Given the rationale for autophagy as a tumor survival mechanism, investigators studied imatinib-induced changes in CML cells.

First they demonstrated that treatment with imatinib induced autophagy in CML blast crisis cell lines, in CML primary cells, and in BCR/ABL-expressing myeloid precursors.

The studies also showed that imatinib-induced autophagy and imatinib-induced apoptosis do not have overlapping mechanisms.

To determine whether autophagy acts as a survival mechanism in their cell systems, the authors inhibited autophagy with chloroquine.

Treatment with chloroquine alone had no effect on cell death, but combining it with imatinib significantly increased the rate of cell death (P=0.024) compared with imatinib alone.

The authors examined the effects of autophagy and its inhibition in a mouse model of CML. Animals were treated with chloroquine, imatinib, or the combination two weeks after introduction of leukemic cells, when the bone marrow population had reached 30% to 40%.

Two days after completing treatment, the leukemic cell population had increased to 60% in untreated animals and to 50% in animals given chloroquine alone. Imatinib treatment reduced the population of leukemic cells to an average of 33%.

In animals that received chloroquine and imatinib, the proportion of leukemic cells in bone marrow had decreased to an average of 10.6%.

Investigators repeated studies using different autophagy inhibitors and different tyrosine kinase inhibitors.
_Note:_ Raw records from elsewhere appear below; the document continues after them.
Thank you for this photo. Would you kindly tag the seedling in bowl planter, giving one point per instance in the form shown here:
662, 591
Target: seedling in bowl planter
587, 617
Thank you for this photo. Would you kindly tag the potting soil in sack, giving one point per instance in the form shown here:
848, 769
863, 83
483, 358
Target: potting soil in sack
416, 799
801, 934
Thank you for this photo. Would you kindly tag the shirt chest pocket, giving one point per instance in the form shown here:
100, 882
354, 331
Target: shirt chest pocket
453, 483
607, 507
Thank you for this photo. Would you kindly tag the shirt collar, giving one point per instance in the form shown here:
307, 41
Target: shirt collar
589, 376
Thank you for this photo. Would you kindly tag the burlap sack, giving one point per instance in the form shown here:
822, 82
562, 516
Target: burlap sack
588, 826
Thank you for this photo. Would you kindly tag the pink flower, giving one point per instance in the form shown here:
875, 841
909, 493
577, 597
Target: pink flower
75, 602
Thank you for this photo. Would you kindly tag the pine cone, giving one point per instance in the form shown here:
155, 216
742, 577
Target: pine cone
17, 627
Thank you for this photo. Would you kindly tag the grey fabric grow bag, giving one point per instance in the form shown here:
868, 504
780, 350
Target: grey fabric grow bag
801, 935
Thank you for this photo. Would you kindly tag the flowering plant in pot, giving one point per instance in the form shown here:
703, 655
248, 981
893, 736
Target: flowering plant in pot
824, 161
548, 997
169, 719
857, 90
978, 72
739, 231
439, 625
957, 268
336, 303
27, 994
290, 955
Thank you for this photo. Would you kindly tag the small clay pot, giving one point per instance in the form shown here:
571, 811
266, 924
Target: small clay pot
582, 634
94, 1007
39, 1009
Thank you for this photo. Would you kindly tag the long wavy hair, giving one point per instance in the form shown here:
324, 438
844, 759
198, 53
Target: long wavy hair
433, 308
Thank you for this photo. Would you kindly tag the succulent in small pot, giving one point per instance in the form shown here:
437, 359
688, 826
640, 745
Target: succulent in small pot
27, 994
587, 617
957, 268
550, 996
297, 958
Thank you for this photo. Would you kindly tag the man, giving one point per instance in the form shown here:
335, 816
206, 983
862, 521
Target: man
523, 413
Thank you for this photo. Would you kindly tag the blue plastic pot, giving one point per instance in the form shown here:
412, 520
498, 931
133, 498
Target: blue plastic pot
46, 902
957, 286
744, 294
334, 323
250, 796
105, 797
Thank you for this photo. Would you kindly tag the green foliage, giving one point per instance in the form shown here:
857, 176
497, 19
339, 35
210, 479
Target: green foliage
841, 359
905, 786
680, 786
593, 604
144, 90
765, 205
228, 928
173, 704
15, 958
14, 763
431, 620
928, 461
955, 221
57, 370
The results were similar to those obtained with chloroquine and imatinib.

The research was supported by the Medical Research Council of England, the Leukemia Research Fund in England, the National Cancer Institute, and the American-Italian Foundation for Cancer Research.
The authors reported no potential conflicts of interest.


Primary source: Journal of Clinical Investigation
Source reference:
Bellodi C, et al "Targeting autophagy potentiates tyrosine kinase inhibitor-induced cell death in Philadelphia chromosome-positive cells, including primary CML stem cells" J Clin Invest 2009; DOI: 10.1172/JCI35660.